- White House is having ‘a lot of communication with the Chinese government at all levels’ ahead of critical Trump-Xi meeting at G-20
The Trump administration has restarted talks with the Chinese government “at all levels” ahead of a high-stakes meeting between President Donald Trump and Chinese President Xi Jinping this week, top White House economic advisor Larry Kudlow said Tuesday. The heads of the world’s two largest economies are set to meet on the sidelines of the G-20 summit in Argentina, where world leaders will convene on Friday and Saturday. Trump and Xi will talk trade as a mounting series of tariffs levied by Washington and Beijing contribute to concerns about slowing global economic growth. The two leaders will have dinner on Saturday. Washington and Beijing have re-engaged about a path toward a trade agreement, and the summit offers “an opportunity to break through what has been disappointing discussions” in recent months, Kudlow told reporters on Tuesday. At the G-20, Trump will focus on issues including alleged Chinese theft of intellectual property, ownership of American companies in China and tariffs and non-tariff barriers, the National Economic Council director said.
- Crop Drop: China Swine Fever Outbreak to Curb its Soybean Imports
China’s imports of soybeans are set to drop as an outbreak of African swine fever hits its huge pig herd and saps demand for the animal feed ingredient, making it easier for buyers to keep shunning U.S. cargoes amid the Sino-U.S. trade war. African swine fever, deadly to pigs but not harmful to people, has spread rapidly through China, with more than 70 cases reported across farms since early August. That and already large soy inventories are curbing appetite for beans in what is by far the world’s biggest importer of the commodity, traders and analysts said, meaning buyers are unlikely to need to return to importing U.S. crops anytime soon. “Had it not been for the swine fever, China would have faced a shortage of beans early next year,” said a Beijing-based executive at an international trading company. “Now it seems that soybean processors will be able to do without U.S. beans,” he added, declining to be identified as he was not authorized to speak with media. Washington and Beijing have been locked in a trade war, with soybeans one of the commodities at the heart of the conflict. After imposing retaliatory tariffs on U.S. soybean imports, China has been taking mainly Brazilian beans, threatening to leave a bumper U.S. harvest piled up in storage or rotting in fields.
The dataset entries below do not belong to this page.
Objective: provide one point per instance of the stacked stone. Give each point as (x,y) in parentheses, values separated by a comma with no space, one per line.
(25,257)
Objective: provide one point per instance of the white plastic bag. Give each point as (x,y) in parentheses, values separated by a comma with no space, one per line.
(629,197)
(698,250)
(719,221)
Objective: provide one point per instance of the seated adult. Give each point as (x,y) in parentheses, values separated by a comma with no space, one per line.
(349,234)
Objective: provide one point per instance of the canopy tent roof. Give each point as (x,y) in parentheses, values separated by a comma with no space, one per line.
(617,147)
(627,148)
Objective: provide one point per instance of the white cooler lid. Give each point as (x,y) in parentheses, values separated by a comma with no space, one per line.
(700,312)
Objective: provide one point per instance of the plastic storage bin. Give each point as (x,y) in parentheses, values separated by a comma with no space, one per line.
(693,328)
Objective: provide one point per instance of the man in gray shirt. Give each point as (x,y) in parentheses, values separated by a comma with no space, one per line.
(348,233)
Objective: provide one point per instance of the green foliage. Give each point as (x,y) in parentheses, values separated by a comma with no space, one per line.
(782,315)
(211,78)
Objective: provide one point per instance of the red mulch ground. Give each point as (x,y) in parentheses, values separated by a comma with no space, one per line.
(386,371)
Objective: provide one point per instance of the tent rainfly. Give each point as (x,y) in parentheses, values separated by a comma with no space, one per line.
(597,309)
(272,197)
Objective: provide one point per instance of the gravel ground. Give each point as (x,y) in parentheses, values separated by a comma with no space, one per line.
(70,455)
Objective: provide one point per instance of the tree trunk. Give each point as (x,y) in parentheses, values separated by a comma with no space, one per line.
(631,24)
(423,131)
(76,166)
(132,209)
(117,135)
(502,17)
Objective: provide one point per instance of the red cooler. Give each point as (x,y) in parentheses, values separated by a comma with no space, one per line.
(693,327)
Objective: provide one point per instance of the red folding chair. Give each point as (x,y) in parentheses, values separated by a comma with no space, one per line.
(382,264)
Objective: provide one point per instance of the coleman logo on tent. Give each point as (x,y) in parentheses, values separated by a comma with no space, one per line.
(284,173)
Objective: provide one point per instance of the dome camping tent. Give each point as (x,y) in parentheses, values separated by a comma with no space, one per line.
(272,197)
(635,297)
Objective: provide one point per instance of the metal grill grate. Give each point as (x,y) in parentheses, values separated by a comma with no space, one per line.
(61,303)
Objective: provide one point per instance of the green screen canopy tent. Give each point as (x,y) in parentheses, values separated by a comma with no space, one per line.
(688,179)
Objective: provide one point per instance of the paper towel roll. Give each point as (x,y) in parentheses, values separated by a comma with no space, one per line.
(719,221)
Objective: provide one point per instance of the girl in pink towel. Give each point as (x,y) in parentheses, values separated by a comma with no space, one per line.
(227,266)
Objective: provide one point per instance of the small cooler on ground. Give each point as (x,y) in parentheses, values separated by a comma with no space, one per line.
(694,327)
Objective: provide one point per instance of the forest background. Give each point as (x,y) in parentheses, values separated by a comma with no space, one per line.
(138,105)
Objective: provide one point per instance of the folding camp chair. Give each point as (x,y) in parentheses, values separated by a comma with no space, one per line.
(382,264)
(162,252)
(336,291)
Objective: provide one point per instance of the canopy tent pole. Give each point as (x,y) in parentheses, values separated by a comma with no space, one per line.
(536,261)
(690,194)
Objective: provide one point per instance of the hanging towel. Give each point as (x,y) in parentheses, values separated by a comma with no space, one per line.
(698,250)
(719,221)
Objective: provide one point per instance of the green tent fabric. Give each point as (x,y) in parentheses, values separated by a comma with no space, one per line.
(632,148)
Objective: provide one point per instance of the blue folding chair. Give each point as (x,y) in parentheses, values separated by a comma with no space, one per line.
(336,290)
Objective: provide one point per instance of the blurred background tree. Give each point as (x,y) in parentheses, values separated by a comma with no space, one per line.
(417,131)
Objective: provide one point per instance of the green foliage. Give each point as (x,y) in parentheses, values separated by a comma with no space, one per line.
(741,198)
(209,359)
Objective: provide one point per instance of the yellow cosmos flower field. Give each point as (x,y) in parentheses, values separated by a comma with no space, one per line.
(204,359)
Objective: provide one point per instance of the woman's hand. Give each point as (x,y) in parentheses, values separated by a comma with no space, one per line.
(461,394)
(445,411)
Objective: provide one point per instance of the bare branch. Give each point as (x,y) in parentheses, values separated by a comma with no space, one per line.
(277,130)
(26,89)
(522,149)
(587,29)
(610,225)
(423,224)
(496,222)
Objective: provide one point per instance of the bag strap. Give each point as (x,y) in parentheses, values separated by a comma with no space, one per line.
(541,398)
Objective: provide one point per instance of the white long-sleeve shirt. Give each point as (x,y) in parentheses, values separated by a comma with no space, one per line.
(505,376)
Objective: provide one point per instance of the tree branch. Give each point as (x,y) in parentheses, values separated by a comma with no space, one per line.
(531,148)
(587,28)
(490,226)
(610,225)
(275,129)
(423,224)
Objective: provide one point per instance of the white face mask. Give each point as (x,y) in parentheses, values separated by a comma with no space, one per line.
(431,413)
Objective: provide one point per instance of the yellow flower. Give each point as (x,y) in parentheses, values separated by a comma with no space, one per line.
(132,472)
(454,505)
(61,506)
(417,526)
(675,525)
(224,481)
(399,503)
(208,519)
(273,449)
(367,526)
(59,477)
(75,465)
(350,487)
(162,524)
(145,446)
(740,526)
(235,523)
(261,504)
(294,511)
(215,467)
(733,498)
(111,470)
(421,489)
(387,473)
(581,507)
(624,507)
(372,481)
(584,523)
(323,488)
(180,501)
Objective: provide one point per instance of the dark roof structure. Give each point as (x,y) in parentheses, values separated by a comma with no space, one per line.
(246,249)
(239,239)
The corn market was up and down on the day settling unchanged at the close. The last USDA crop progress report showed corn at 94% harvested which was 2% points behind the 5-year average. It was also announced that Algeria bought 120k metric tons of corn from Argentina for December shipment. Soybean futures recovered after yesterday’s fears of no trade resolution largely on reports of that US and Chinese officials are having trade discussions in preparation to the G20 summit set to happen on Friday and Saturday (November 30th& December 1st). According to the President, there is still the possibility of him implementing the remaining $267 billion worth of tariffs on China if there is no positive plan made. Soybean crop progress showed harvest at 94% complete. Wheat futures fell back giving up most of the gains from yesterday. The Ukraine reported that their grain exports are moving at routine pace amidst the conflict between them and Russia in the Black Sea. Winter wheat planting fell 4% behind last year coming in at 95% planted. Winter wheat conditions fell 1% to 55% in the good to excellent category breaking away from three weeks of improvements.